On the same session:
mysql> delete from t;
mysql> show create table t\G
*************************** 1. row ***************************
Table: t
Create Table: CREATE TABLE `t` (
`id` bigint(20) unsigned NOT NULL auto_increment,
`num` int(11) default NULL,
UNIQUE KEY `id` (`id`)
) ENGINE=InnoDB AUTO_INCREMENT=11 DEFAULT CHARSET=latin1
mysql> \q
$ ./bin/mysqladmin shutdown
$ ./libexec/mysqld --defaults-file=...
mysql> show create table t\G
*************************** 1. row ***************************
Table: t
Create Table: CREATE TABLE `t` (
`id` bigint(20) unsigned NOT NULL auto_increment,
`num` int(11) default NULL,
UNIQUE KEY `id` (`id`)
) ENGINE=InnoDB DEFAULT CHARSET=latin1
mysql> insert into t(num) values(1),(2),(3),(4),(5);
mysql> select * from t;
+----+------+
| id | num |
+----+------+
| 1 | 1 |
| 2 | 2 |
| 3 | 3 |
| 4 | 4 |
| 5 | 5 |
+----+------+
The id is 1 instead of 11.
Using MyISAM all works as expected.

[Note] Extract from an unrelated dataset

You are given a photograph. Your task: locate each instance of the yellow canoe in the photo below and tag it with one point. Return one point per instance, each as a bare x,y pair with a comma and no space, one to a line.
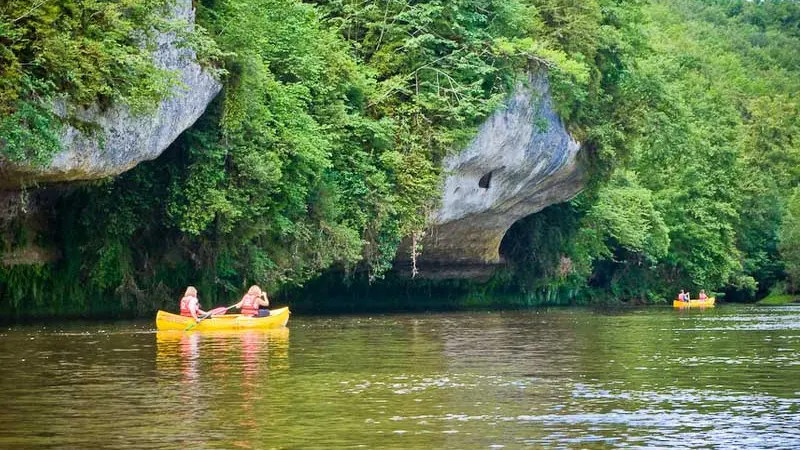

After Shutdown/Start the next id is 11.
[2 Feb 2008 0:00]
Mattias Jonsson
This is partly documented behavior. From http://dev.mysql.com/doc/refman/5.0/en/innodb-auto-increment-handling.html Beginning with MySQL 5.0.3, InnoDB supports the AUTO_INCREMENT = N table option in CREATE TABLE and ALTER TABLE statements, to set the initial counter value or alter the current counter value. The effect of this option is canceled by a server restart, for reasons discussed earlier in this section.